Suddenly our plans were changed. We spent the next week wondering if this was going to be one of those times--I mean, if there can suddenly be two babies, the universe can surely bend enough for there to be three--but the radiologist Dr Xavier sent us to see was certain there were only two. Jumelles, twin girls, deux filles, he announced, it not having crossed his mind that we might want to keep the gender a surprise. We didn't. At that point we wanted to know everything we could. We had always been good students, and thought that more information would somehow give us more control over the situation. We were wrong, of course. We were now in a process and regardless of what we knew or found out, the only way out was through.
Which is what I remembered when I looked at the pictures of S and G's girls Saturday night. Two little girl babies, wrapped in the same American hospital receiving blankets that our own little girls babies were swaddled in. American blankets, in the American hospital where they were born. We couldn't figure out a way to carry two babies around Europe in backpacks, and so, after a few more months, we went home.
And then we came back. It took over a decade, but we found our way back, and nothing has changed and everything has changed. Everything--the images on Dr Xavier's screen can now empty the dishwasher and speak two languages--and nothing--we are here, lighting candles for the supper table, making plans and trying to figure out how to gather enough information to exert some control.
The French say bonne chance et bon courage. The first is easy to translate: it means good luck.

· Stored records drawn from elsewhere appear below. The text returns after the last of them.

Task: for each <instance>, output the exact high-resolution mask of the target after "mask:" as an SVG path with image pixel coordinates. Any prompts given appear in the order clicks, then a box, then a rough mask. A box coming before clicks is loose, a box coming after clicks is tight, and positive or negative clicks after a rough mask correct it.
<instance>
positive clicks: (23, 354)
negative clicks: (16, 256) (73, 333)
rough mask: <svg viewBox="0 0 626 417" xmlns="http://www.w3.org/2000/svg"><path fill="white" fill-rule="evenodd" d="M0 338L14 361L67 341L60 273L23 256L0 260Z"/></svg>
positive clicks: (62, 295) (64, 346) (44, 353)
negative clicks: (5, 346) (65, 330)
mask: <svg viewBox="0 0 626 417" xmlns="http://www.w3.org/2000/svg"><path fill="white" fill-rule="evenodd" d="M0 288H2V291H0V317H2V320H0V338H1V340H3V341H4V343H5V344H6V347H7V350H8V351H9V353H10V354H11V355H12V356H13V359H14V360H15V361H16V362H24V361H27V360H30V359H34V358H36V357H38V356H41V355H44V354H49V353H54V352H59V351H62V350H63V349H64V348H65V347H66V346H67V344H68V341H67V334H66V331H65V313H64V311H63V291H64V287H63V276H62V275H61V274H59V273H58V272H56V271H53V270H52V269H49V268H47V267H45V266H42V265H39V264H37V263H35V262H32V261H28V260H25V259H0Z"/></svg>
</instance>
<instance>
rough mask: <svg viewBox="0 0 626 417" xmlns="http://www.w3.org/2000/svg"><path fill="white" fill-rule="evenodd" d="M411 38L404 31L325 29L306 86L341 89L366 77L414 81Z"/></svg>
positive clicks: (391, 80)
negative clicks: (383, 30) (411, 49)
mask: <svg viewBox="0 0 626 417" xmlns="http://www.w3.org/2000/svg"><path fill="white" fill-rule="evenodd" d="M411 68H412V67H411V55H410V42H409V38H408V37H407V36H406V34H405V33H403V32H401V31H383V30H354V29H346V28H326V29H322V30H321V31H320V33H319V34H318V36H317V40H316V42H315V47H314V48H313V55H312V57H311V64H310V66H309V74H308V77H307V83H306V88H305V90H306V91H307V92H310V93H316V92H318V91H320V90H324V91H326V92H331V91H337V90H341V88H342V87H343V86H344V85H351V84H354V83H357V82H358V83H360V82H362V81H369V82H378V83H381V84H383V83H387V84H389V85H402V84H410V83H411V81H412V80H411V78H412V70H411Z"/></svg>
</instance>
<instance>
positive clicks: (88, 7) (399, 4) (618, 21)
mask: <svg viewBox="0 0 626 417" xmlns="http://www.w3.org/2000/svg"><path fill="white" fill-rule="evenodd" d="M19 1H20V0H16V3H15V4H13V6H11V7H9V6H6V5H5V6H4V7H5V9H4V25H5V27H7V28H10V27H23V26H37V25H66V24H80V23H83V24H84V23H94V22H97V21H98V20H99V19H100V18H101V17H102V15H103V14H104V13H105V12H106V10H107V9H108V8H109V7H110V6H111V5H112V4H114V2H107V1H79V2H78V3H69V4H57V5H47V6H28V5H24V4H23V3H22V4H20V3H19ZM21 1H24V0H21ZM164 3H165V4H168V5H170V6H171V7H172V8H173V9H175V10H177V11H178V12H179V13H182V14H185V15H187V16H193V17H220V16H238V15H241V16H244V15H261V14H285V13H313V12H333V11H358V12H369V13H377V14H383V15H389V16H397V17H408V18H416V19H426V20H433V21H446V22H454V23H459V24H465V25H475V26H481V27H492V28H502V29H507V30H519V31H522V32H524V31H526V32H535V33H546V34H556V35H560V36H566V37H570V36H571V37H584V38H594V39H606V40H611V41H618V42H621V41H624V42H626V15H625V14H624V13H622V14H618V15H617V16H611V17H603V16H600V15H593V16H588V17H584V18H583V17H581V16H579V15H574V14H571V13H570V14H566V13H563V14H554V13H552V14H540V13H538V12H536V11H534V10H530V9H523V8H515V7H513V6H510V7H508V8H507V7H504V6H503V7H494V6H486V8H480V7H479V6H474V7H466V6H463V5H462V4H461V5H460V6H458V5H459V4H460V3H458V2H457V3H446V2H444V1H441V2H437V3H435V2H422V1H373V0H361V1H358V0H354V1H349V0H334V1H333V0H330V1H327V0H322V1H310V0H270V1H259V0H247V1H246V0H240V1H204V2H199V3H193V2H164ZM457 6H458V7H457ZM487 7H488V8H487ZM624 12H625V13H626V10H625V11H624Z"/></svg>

The second is harder to translate: it's good courage, literally, but it's also be brave; in my head, it echoes the Psalmic be of good courage. Good luck has had a lot to do with getting our girls this far--all the trees that didn't fall over, all the planes that stayed in the sky, the researcher who invented Augmentin--but so has good courage, what Garrison Keillor calls the strength to get up and do what needs to be done. It's what I wish for S and G and their little ones: bonne chance et bon courage.